I'm a bit confused with matrix calculus.
Given is $$f(x) = \frac{1}{2}||Ax-b||^2_2$$ and the derivate of it is in my book $$\nabla_xf(x) = A^T(Ax-b). $$
I don't see how this works. My plan was to substitute the $L_2$ norm and derivate that. Witch give just the substitute (thing in brackets) time it's inner derivative. No clue why the inner derivative would be $A^T$.
Physicists like to express matrix and tensor calculations as equivalent sums. Algebra with vectors and matrices is just shorthand for the underlying sums. Doing derivatives on sums is easier and you don't need to remember new rules.

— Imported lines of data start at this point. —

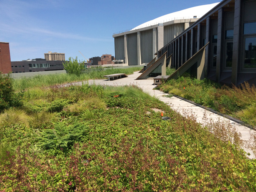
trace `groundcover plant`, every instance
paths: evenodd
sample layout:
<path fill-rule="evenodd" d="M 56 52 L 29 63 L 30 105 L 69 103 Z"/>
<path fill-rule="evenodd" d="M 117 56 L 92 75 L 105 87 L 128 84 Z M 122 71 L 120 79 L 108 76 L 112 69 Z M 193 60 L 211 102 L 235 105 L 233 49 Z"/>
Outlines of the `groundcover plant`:
<path fill-rule="evenodd" d="M 207 79 L 180 76 L 158 88 L 170 96 L 177 95 L 238 118 L 256 129 L 256 88 L 253 84 L 244 82 L 230 87 Z"/>
<path fill-rule="evenodd" d="M 218 137 L 135 86 L 20 96 L 0 115 L 1 191 L 255 191 L 256 161 L 239 138 Z"/>

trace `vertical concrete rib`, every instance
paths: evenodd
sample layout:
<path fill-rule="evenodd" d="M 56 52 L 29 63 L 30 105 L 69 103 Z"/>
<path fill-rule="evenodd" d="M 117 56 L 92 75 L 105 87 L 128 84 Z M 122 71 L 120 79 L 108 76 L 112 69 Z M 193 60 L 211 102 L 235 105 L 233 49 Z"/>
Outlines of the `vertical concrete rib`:
<path fill-rule="evenodd" d="M 141 55 L 140 54 L 140 32 L 137 32 L 137 55 L 138 56 L 138 65 L 141 64 Z"/>
<path fill-rule="evenodd" d="M 180 67 L 180 38 L 178 38 L 178 46 L 177 46 L 177 49 L 178 49 L 178 54 L 177 55 L 177 68 L 179 68 Z"/>
<path fill-rule="evenodd" d="M 174 62 L 174 64 L 175 65 L 175 67 L 176 69 L 177 69 L 177 40 L 176 40 L 175 41 L 175 62 Z"/>
<path fill-rule="evenodd" d="M 125 44 L 125 61 L 124 63 L 129 65 L 128 62 L 128 54 L 127 54 L 127 38 L 126 35 L 125 35 L 124 37 L 124 44 Z"/>
<path fill-rule="evenodd" d="M 154 54 L 157 52 L 157 28 L 153 29 L 153 58 L 154 57 Z"/>
<path fill-rule="evenodd" d="M 189 35 L 188 32 L 187 32 L 186 33 L 186 47 L 185 47 L 185 56 L 184 61 L 186 61 L 188 59 L 188 35 Z"/>
<path fill-rule="evenodd" d="M 191 29 L 191 38 L 190 38 L 191 43 L 190 43 L 190 57 L 193 56 L 193 43 L 194 43 L 194 35 L 193 35 L 194 29 L 192 28 Z"/>
<path fill-rule="evenodd" d="M 158 44 L 158 50 L 160 50 L 163 47 L 163 26 L 158 26 L 157 27 L 157 31 L 158 32 L 158 42 L 157 42 Z"/>
<path fill-rule="evenodd" d="M 218 38 L 217 41 L 217 58 L 216 59 L 216 81 L 220 81 L 221 70 L 221 40 L 222 30 L 222 9 L 220 9 L 218 11 Z"/>
<path fill-rule="evenodd" d="M 206 18 L 206 30 L 205 34 L 205 43 L 207 44 L 209 41 L 209 26 L 210 26 L 210 17 L 208 17 Z M 204 68 L 204 74 L 206 77 L 207 77 L 208 74 L 208 60 L 209 60 L 209 46 L 208 45 L 205 47 L 205 67 Z"/>
<path fill-rule="evenodd" d="M 232 72 L 231 82 L 235 85 L 237 84 L 238 64 L 239 59 L 239 26 L 240 25 L 241 0 L 235 1 L 234 14 L 234 36 L 233 38 L 233 55 L 232 57 Z"/>
<path fill-rule="evenodd" d="M 180 57 L 181 58 L 181 61 L 180 61 L 180 65 L 182 65 L 182 64 L 183 64 L 183 38 L 184 38 L 184 35 L 182 35 L 181 36 L 181 52 L 180 53 L 180 55 L 181 55 L 181 57 Z"/>
<path fill-rule="evenodd" d="M 196 52 L 197 52 L 201 48 L 201 45 L 200 44 L 200 33 L 201 30 L 200 30 L 201 24 L 199 23 L 198 25 L 198 42 L 197 42 L 197 48 Z"/>

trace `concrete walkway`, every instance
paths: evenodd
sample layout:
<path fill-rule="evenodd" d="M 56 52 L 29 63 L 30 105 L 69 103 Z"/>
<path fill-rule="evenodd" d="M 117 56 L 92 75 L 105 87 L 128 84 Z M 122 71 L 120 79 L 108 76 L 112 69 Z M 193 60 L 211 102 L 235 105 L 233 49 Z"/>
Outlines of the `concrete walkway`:
<path fill-rule="evenodd" d="M 192 104 L 187 102 L 173 96 L 171 98 L 166 97 L 165 96 L 168 94 L 165 93 L 159 90 L 154 90 L 153 89 L 155 87 L 153 85 L 153 79 L 145 79 L 135 80 L 141 73 L 135 72 L 133 74 L 128 76 L 128 77 L 120 79 L 113 81 L 108 81 L 105 79 L 91 80 L 88 81 L 89 84 L 95 84 L 102 85 L 108 86 L 123 86 L 134 84 L 140 87 L 143 91 L 148 93 L 152 96 L 158 99 L 160 101 L 164 102 L 167 105 L 175 110 L 180 113 L 183 116 L 187 116 L 188 114 L 193 114 L 197 117 L 197 121 L 204 125 L 206 121 L 207 122 L 224 122 L 226 125 L 230 125 L 232 128 L 235 128 L 238 132 L 241 133 L 242 139 L 248 142 L 250 137 L 250 133 L 255 133 L 254 130 L 237 123 L 231 120 L 226 119 L 216 113 L 206 110 L 201 107 Z M 77 83 L 81 84 L 81 82 Z M 254 158 L 255 156 L 253 155 L 252 151 L 248 148 L 244 148 L 244 149 L 247 152 L 249 152 L 251 155 L 249 157 L 250 158 Z"/>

So the first line in this form is $$ f(x) = \frac1 2 \sum_{i} \left(\sum_j A_{ij} x_j - b_i \right)^2 $$
Let's compute the derivative with the notation $\partial_k := d/d x_k$, which corresponds to the $k$-th entry in the Nabla operator. The derivative is commutative with constants and distributive with sums. $$ \partial_k f(x) = \frac 1 2 \sum_{i} \partial_k \left( \sum_j A_{ij} x_j - b_i \right)^2 \\ = \sum_i \left(\sum_j A_{ij} x_j - b_i \right) \partial_k \left(\sum_j A_{ij} x_j - b_i\right) \\ = \sum_i \left(\sum_j A_{ij} x_j - b_i \right) \left(\sum_j A_{ij} \partial_k x_j\right) \\ = \sum_i \left(\sum_j A_{ij} x_j - b_i \right) A_{ik} \\ = \sum_i A_{ki}^T \left(\sum_j A_{ij} x_j - b_i \right) \\ $$ In the second line, I used the chain rule. In the forth line, I used that $\partial_k x_j$ is 1 when $k=j$ and 0 otherwise. Therefore, only one term of the sum remains, $A_{ik}$. Then I reordered terms a bit.
The result is equivalent to your expression with matrices and vectors.